Salah satu hal yang perlu dijelaskan adalah mengapa kesetaraan gender dalam berita ini diperlakukan sebagai isu ketenagakerjaan, bukan semata isu sosial atau hak perempuan. Jawabannya ada pada sifat AI itu sendiri. AI bukan hanya teknologi yang dipakai oleh perusahaan teknologi. Ia sudah menyusup ke berbagai bagian dunia kerja: rekrutmen, pembagian tugas, pengukuran kinerja, layanan pelanggan, produksi konten, hingga manajemen jadwal kerja.

Ketika AI mulai menentukan siapa yang lebih cepat direkomendasikan untuk wawancara, siapa yang dinilai produktif, siapa yang cocok dipindahkan ke posisi baru, atau tugas apa yang dianggap bisa diotomatisasi, maka dampaknya langsung menyentuh pasar kerja. Dan pasar kerja adalah arena tempat ketimpangan gender kerap beroperasi secara halus. Bukan hanya dalam soal upah, melainkan juga peluang promosi, akses pelatihan, kesinambungan karier, dan kemampuan bertahan saat struktur kerja berubah.

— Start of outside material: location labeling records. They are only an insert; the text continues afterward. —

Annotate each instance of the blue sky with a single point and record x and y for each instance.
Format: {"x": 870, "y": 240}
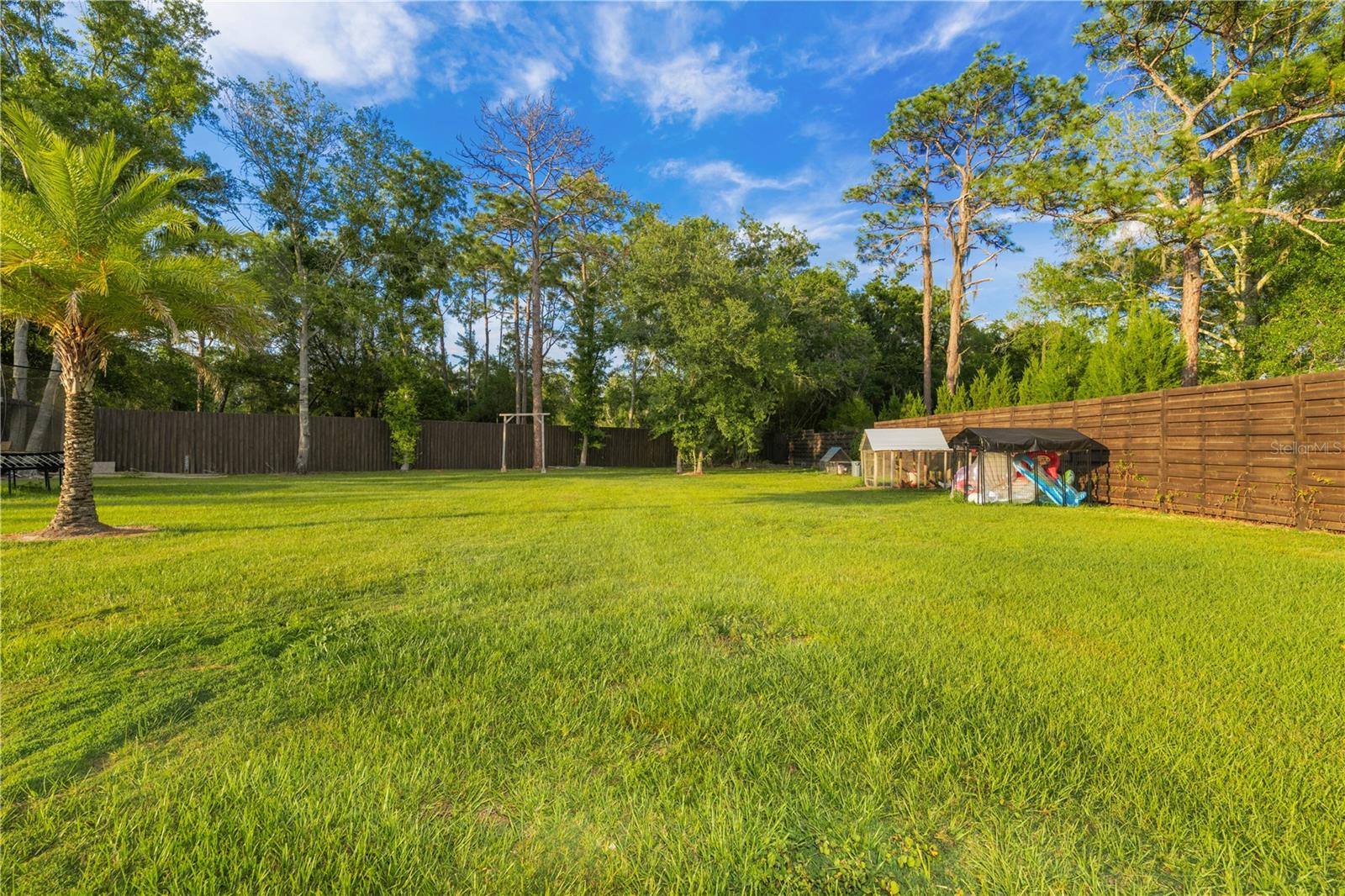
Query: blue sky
{"x": 705, "y": 108}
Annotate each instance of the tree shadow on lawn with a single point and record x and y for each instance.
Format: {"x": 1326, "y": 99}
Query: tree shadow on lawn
{"x": 847, "y": 497}
{"x": 314, "y": 524}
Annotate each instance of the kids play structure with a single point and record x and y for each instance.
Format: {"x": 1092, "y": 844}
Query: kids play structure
{"x": 905, "y": 458}
{"x": 1022, "y": 466}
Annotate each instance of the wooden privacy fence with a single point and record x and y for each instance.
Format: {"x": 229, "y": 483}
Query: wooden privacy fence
{"x": 806, "y": 448}
{"x": 186, "y": 441}
{"x": 1264, "y": 450}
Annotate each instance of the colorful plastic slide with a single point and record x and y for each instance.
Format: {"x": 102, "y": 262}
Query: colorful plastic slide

Di Korea Selatan, isu ini punya bobot tersendiri karena negara tersebut selama bertahun-tahun bergulat dengan kesenjangan gender di dunia kerja, meski di saat yang sama menjadi salah satu negara paling maju dalam digitalisasi. Fenomena itu tidak asing bagi banyak negara, termasuk Indonesia. Kita sering melihat kemajuan teknologi berjalan berdampingan dengan persoalan lama: perempuan lebih banyak berada di pekerjaan administratif, pekerjaan perawatan, atau sektor informal; kesempatan naik ke posisi pengambil keputusan belum merata; dan beban domestik masih memengaruhi pilihan karier.

Dalam konteks itu, keputusan Korea Selatan menunjukkan bahwa pemerintah tidak ingin AI dipahami hanya sebagai mesin efisiensi. Ada pertanyaan sosial yang ikut menyertainya: siapa yang diuntungkan lebih dulu, siapa yang harus beradaptasi lebih keras, dan siapa yang berisiko tertinggal ketika keterampilan baru menjadi syarat masuk atau bertahan di dunia kerja.

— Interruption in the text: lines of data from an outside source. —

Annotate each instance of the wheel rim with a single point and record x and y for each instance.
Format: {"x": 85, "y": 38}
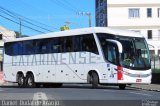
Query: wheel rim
{"x": 20, "y": 81}
{"x": 30, "y": 82}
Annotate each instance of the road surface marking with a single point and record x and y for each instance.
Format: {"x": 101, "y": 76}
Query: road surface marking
{"x": 140, "y": 94}
{"x": 108, "y": 91}
{"x": 39, "y": 97}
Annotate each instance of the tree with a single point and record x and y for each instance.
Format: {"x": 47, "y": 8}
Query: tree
{"x": 18, "y": 35}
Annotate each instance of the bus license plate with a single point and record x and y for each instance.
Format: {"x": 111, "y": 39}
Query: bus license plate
{"x": 138, "y": 80}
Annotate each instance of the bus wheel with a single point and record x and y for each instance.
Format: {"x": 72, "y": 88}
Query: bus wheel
{"x": 30, "y": 81}
{"x": 57, "y": 85}
{"x": 21, "y": 80}
{"x": 94, "y": 80}
{"x": 122, "y": 86}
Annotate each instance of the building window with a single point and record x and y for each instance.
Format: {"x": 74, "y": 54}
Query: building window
{"x": 158, "y": 12}
{"x": 149, "y": 34}
{"x": 1, "y": 37}
{"x": 149, "y": 12}
{"x": 134, "y": 13}
{"x": 158, "y": 34}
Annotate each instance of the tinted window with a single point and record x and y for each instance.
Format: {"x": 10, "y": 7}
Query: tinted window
{"x": 55, "y": 45}
{"x": 42, "y": 46}
{"x": 88, "y": 44}
{"x": 28, "y": 47}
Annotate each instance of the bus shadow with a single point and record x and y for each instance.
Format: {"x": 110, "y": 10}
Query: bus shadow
{"x": 73, "y": 86}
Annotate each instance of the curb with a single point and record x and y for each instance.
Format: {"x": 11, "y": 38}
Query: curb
{"x": 149, "y": 89}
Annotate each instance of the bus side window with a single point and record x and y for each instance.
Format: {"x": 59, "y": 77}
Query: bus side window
{"x": 55, "y": 46}
{"x": 28, "y": 47}
{"x": 76, "y": 43}
{"x": 89, "y": 44}
{"x": 68, "y": 44}
{"x": 42, "y": 46}
{"x": 111, "y": 53}
{"x": 9, "y": 48}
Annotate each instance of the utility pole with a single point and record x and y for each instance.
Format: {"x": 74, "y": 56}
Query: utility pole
{"x": 20, "y": 27}
{"x": 89, "y": 17}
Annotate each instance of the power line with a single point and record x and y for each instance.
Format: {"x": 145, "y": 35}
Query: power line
{"x": 27, "y": 20}
{"x": 61, "y": 4}
{"x": 22, "y": 24}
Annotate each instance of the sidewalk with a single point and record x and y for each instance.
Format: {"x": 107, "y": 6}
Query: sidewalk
{"x": 150, "y": 87}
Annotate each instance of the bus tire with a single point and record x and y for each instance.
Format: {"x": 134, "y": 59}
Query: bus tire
{"x": 57, "y": 85}
{"x": 122, "y": 86}
{"x": 94, "y": 80}
{"x": 21, "y": 80}
{"x": 30, "y": 81}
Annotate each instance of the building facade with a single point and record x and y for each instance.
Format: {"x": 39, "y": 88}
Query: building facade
{"x": 142, "y": 16}
{"x": 5, "y": 35}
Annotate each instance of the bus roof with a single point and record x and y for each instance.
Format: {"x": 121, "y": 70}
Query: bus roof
{"x": 82, "y": 31}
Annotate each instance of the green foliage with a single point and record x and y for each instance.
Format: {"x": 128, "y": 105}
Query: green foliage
{"x": 155, "y": 70}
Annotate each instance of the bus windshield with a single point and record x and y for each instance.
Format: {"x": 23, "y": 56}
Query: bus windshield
{"x": 135, "y": 53}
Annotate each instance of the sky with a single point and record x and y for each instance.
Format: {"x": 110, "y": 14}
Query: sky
{"x": 47, "y": 14}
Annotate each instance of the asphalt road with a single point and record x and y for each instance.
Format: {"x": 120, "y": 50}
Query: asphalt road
{"x": 78, "y": 95}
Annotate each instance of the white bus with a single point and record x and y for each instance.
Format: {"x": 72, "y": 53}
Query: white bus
{"x": 88, "y": 55}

Ini penting karena perdebatan soal AI kerap terjebak pada dua kutub. Di satu sisi, ada narasi optimistis yang melihat AI sebagai peluang emas untuk pertumbuhan. Di sisi lain, ada kekhawatiran besar soal hilangnya pekerjaan. Yang dilakukan Korea Selatan lewat penataan ulang komite ini berada di tengah-tengah: menerima bahwa AI akan menjadi bagian dari masa depan kerja, tetapi menegaskan bahwa transisi itu harus dibaca dengan lensa keadilan. Dalam bahasa yang lebih dekat bagi pembaca Indonesia, jangan sampai teknologi baru hadir seperti pembangunan kota yang serba canggih, tetapi jalannya hanya nyaman untuk sebagian orang.

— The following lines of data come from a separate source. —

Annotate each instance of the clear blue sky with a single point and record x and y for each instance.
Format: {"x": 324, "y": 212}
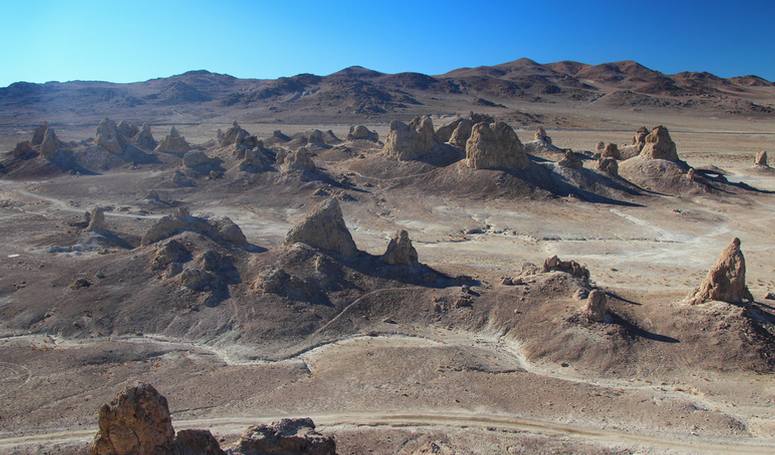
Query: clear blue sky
{"x": 133, "y": 40}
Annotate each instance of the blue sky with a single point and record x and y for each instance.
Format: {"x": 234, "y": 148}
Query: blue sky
{"x": 133, "y": 40}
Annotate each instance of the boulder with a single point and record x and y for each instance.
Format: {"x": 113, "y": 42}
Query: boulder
{"x": 234, "y": 135}
{"x": 571, "y": 160}
{"x": 96, "y": 220}
{"x": 596, "y": 306}
{"x": 659, "y": 145}
{"x": 50, "y": 145}
{"x": 361, "y": 133}
{"x": 555, "y": 264}
{"x": 608, "y": 165}
{"x": 109, "y": 138}
{"x": 168, "y": 253}
{"x": 38, "y": 133}
{"x": 400, "y": 250}
{"x": 323, "y": 228}
{"x": 127, "y": 129}
{"x": 461, "y": 133}
{"x": 611, "y": 150}
{"x": 410, "y": 142}
{"x": 144, "y": 138}
{"x": 286, "y": 437}
{"x": 725, "y": 280}
{"x": 136, "y": 422}
{"x": 761, "y": 159}
{"x": 196, "y": 442}
{"x": 173, "y": 143}
{"x": 495, "y": 146}
{"x": 296, "y": 162}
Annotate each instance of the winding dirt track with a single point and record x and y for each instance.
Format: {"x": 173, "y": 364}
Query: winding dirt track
{"x": 456, "y": 419}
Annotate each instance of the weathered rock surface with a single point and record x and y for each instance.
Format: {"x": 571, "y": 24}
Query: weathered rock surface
{"x": 725, "y": 280}
{"x": 286, "y": 437}
{"x": 173, "y": 143}
{"x": 144, "y": 138}
{"x": 323, "y": 227}
{"x": 136, "y": 422}
{"x": 608, "y": 165}
{"x": 659, "y": 145}
{"x": 761, "y": 159}
{"x": 596, "y": 306}
{"x": 571, "y": 160}
{"x": 400, "y": 250}
{"x": 572, "y": 267}
{"x": 361, "y": 133}
{"x": 410, "y": 142}
{"x": 495, "y": 146}
{"x": 220, "y": 230}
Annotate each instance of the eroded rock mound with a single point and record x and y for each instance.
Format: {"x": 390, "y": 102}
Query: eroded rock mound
{"x": 286, "y": 437}
{"x": 761, "y": 159}
{"x": 555, "y": 264}
{"x": 222, "y": 230}
{"x": 361, "y": 133}
{"x": 173, "y": 143}
{"x": 136, "y": 422}
{"x": 596, "y": 306}
{"x": 410, "y": 142}
{"x": 495, "y": 146}
{"x": 659, "y": 145}
{"x": 323, "y": 228}
{"x": 725, "y": 280}
{"x": 400, "y": 250}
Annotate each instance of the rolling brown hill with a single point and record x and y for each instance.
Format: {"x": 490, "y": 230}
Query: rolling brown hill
{"x": 356, "y": 93}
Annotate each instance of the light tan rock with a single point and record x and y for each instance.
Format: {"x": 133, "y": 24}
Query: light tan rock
{"x": 136, "y": 422}
{"x": 659, "y": 145}
{"x": 761, "y": 159}
{"x": 410, "y": 142}
{"x": 495, "y": 146}
{"x": 725, "y": 280}
{"x": 400, "y": 250}
{"x": 323, "y": 228}
{"x": 596, "y": 306}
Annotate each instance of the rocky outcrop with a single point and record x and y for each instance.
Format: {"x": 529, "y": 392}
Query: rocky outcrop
{"x": 222, "y": 230}
{"x": 400, "y": 250}
{"x": 611, "y": 150}
{"x": 608, "y": 165}
{"x": 461, "y": 133}
{"x": 234, "y": 135}
{"x": 144, "y": 138}
{"x": 286, "y": 437}
{"x": 555, "y": 264}
{"x": 761, "y": 159}
{"x": 596, "y": 306}
{"x": 136, "y": 422}
{"x": 361, "y": 133}
{"x": 725, "y": 280}
{"x": 410, "y": 142}
{"x": 96, "y": 220}
{"x": 173, "y": 143}
{"x": 109, "y": 138}
{"x": 38, "y": 133}
{"x": 323, "y": 228}
{"x": 199, "y": 163}
{"x": 296, "y": 162}
{"x": 50, "y": 145}
{"x": 571, "y": 160}
{"x": 495, "y": 146}
{"x": 659, "y": 145}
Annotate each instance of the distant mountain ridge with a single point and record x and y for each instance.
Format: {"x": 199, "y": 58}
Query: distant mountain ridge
{"x": 361, "y": 92}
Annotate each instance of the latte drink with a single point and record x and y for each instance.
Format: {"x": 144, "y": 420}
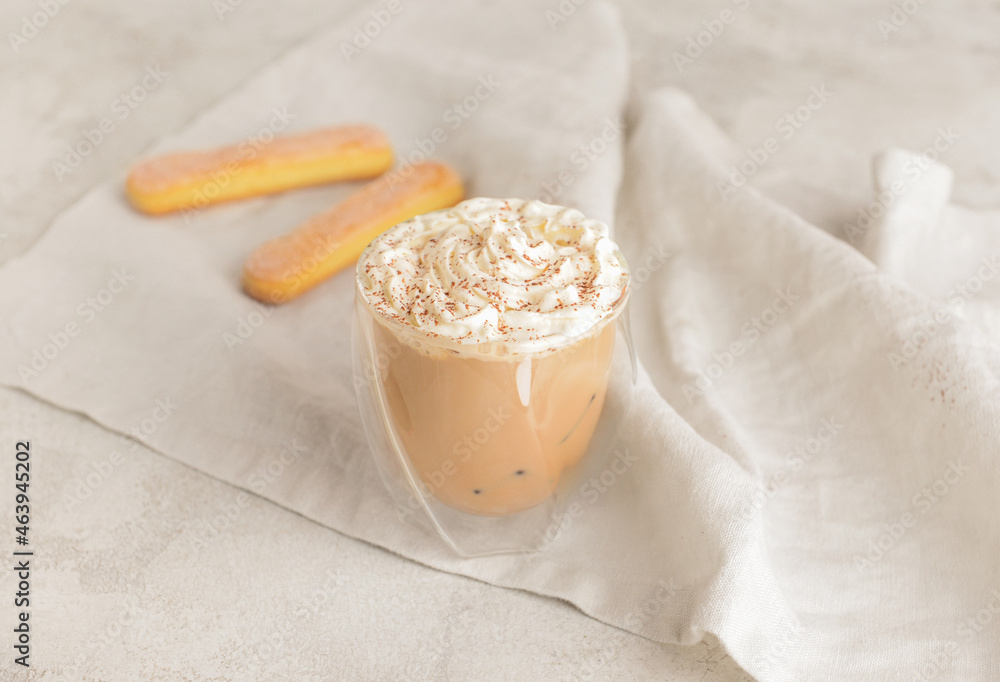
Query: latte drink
{"x": 492, "y": 332}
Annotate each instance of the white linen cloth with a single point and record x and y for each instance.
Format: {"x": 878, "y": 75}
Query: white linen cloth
{"x": 813, "y": 470}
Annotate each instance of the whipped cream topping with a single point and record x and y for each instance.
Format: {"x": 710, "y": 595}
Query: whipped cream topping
{"x": 522, "y": 273}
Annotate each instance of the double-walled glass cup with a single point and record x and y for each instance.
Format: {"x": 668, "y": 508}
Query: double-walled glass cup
{"x": 475, "y": 440}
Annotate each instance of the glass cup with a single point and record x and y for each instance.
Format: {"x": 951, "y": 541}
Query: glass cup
{"x": 473, "y": 440}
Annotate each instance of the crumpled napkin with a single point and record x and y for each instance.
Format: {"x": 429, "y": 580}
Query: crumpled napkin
{"x": 824, "y": 509}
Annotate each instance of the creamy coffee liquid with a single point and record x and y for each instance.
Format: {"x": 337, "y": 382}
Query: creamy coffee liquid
{"x": 494, "y": 342}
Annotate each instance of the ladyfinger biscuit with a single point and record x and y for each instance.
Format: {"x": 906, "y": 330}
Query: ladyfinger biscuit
{"x": 191, "y": 180}
{"x": 284, "y": 268}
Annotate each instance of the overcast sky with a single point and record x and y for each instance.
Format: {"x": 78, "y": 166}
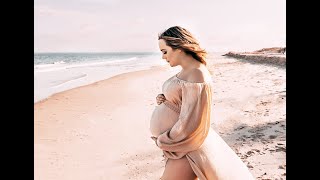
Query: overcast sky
{"x": 133, "y": 25}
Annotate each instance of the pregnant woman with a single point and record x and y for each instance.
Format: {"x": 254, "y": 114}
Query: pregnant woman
{"x": 180, "y": 124}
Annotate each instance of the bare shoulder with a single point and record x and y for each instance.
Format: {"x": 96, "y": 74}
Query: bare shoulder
{"x": 197, "y": 75}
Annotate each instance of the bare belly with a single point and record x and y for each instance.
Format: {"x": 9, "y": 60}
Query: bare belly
{"x": 162, "y": 119}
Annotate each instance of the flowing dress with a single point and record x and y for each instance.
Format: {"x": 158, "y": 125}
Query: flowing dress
{"x": 181, "y": 125}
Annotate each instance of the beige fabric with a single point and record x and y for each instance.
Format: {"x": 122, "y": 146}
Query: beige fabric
{"x": 182, "y": 127}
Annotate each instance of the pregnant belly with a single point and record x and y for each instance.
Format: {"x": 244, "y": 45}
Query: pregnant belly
{"x": 162, "y": 119}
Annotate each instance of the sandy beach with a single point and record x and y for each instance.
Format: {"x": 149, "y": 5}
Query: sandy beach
{"x": 101, "y": 131}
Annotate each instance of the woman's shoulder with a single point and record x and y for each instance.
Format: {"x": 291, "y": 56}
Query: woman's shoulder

AI tampak netral, tetapi dampaknya bisa tidak netral

Salah satu tantangan terbesar dalam membahas AI adalah kesan bahwa teknologi selalu objektif. Mesin dianggap dingin, berbasis data, dan karena itu bebas dari bias. Padahal kenyataannya lebih rumit. AI dibangun dari data, tujuan, dan parameter yang dibuat manusia. Ia juga bekerja di dalam organisasi yang sudah punya pola relasi kekuasaan, pembagian kerja, dan stereotip tertentu. Karena itu, hasil akhirnya bisa terlihat netral, tetapi dampaknya tetap tidak seimbang.

Contohnya sederhana. Jika perusahaan menggunakan AI untuk menyaring pelamar berdasarkan pola kandidat yang sebelumnya dianggap “sukses”, sistem bisa saja meniru pola lama tanpa sadar. Bila sejarah perusahaan lebih banyak mempromosikan profil tertentu, AI dapat memperkuat kebiasaan itu. Begitu juga dalam evaluasi kinerja. Sistem berbasis data mungkin lebih menghargai kehadiran, respons cepat, atau jam kerja yang panjang, sementara pekerja yang memikul tanggung jawab pengasuhan lebih besar bisa dinilai kurang ideal. Di sinilah kebijakan kesetaraan gender menjadi relevan.

Pemerintah Korea Selatan tampaknya membaca risiko semacam itu. Karena berita yang diumumkan bukan soal larangan AI, melainkan soal memperkuat kemampuan pemerintah untuk menemukan masalah yang lahir dari penggunaannya di lapangan. Ini menunjukkan pendekatan yang lebih realistis. AI tidak akan hilang dari tempat kerja, sehingga pertanyaannya bukan apakah teknologi ini harus ada atau tidak, melainkan bagaimana dampaknya dipantau dan bagaimana kebijakan menyesuaikan diri sebelum ketimpangan baru mengeras menjadi struktur permanen.

Bagi Indonesia, pelajaran seperti ini patut disimak. Di banyak kantor, penggunaan alat digital sering dianggap sebagai bukti modernisasi, sama seperti dulu komputerisasi dipandang sebagai tanda kemajuan. Tetapi modern belum tentu adil. Seperti dalam budaya populer yang akrab di Indonesia, sesuatu yang tampak rapi di layar belum tentu mencerminkan kenyataan di balik layar. Dalam drama Korea, konflik kantor sering tidak meledak di ruang rapat besar, melainkan hadir lewat aturan kecil, beban kerja diam-diam, atau ekspektasi yang tidak tertulis. Dunia kerja nyata pun kerap begitu.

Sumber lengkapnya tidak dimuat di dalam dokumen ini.